I mulled these thoughts over in my mind for a few days and on the fifth day of the program, I called my father. As I discussed the program with him, it all began to come together. The fear and pain surrounding my speech which I had carried within for years was not caused by stuttering, but rather by my inability to accept my stuttering. It was caused by my insistence on viewing my stuttering as some foreign disease that I had to either hide or expel. Stuttering wasn't silencing me. I was.
Kabul. Kabul. Kabul. Recognize, accept, let go, and move forward. It finally made sense. I walk away from this program on a path of self acceptance. Self acceptance is not the final destination - rather it's the journey itself. I know it is not linear. I know there will be many ups, downs, and circles, but for the first time in a long time, I feel hope. And this is in large part due to the community I found here with Adriana and all my peers. I found a quotation by M. Scott Peck, author of "A Different Drum" which speaks to the community we created in these last four weeks.
"How strange that we should ordinarily feel compelled to hide our wounds when we are all wounded! Community requires the ability to expose our wounds and weaknesses to our fellow creatures.
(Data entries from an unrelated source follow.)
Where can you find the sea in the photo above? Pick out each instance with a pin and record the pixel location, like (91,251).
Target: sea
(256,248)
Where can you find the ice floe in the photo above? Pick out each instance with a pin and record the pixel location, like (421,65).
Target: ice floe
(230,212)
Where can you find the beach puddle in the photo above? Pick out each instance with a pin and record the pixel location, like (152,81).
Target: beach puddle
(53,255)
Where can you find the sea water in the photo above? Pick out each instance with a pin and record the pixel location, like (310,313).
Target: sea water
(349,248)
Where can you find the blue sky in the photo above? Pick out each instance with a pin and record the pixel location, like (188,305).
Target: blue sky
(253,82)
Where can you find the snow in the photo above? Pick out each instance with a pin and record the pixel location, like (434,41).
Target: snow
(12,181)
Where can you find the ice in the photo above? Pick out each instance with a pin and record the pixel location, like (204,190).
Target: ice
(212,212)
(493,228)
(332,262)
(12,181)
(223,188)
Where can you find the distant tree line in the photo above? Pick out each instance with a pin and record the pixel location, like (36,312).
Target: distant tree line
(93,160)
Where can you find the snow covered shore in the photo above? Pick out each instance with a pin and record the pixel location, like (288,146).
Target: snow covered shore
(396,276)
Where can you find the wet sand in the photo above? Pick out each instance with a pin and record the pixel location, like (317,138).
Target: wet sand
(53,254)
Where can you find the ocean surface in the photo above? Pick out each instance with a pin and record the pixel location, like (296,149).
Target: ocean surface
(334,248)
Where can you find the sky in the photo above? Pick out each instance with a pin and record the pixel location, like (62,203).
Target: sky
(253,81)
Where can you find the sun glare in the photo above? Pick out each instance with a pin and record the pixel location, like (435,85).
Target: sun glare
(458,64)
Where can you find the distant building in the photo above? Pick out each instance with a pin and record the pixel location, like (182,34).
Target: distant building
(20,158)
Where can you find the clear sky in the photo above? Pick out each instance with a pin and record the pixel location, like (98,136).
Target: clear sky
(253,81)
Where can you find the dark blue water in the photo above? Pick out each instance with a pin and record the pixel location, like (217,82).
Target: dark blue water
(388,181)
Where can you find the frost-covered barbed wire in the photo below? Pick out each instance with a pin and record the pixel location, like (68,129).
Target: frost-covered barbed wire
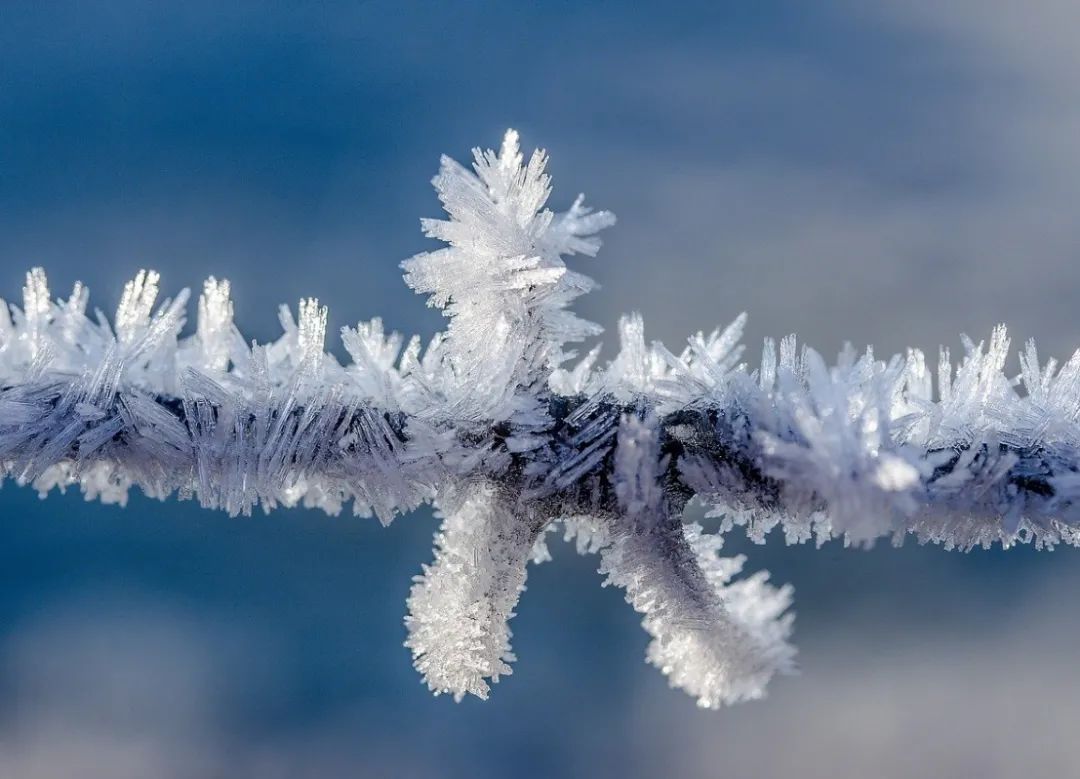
(488,424)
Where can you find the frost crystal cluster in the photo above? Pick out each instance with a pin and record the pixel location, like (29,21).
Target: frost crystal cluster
(490,424)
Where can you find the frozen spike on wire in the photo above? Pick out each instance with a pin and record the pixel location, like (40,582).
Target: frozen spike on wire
(719,643)
(486,424)
(461,604)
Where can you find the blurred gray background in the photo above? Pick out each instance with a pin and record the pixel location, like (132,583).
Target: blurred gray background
(895,175)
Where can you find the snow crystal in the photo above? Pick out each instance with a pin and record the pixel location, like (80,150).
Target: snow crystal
(490,425)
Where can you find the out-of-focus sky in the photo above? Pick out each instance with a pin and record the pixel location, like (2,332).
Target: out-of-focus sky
(895,173)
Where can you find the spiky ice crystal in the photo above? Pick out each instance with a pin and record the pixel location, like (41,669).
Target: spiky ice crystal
(487,424)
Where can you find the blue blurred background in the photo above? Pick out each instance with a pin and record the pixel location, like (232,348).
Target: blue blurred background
(895,174)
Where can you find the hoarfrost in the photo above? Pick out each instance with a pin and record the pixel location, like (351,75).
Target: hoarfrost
(490,425)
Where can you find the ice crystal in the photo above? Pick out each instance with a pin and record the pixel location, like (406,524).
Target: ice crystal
(489,425)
It also requires the ability to be affected by the wounds of others...But even more important is the love that arises among us when we share, both ways, our woundedness."
I thank all of you: my peers Joe, Jeff, Rondell, Vinnie, and Aaron, the student clinicians: Karen, Lauren, Katherine, and Delphine, our mediation guide: Nancy, my friends and family, and Adriana for being my community...for inspiring me and helping me to make connections, and build courage. You all have helped me understand that I can stutter and still be an effective communicator. Beyond everything, I thank all of you for being a part of my realization of self acceptance.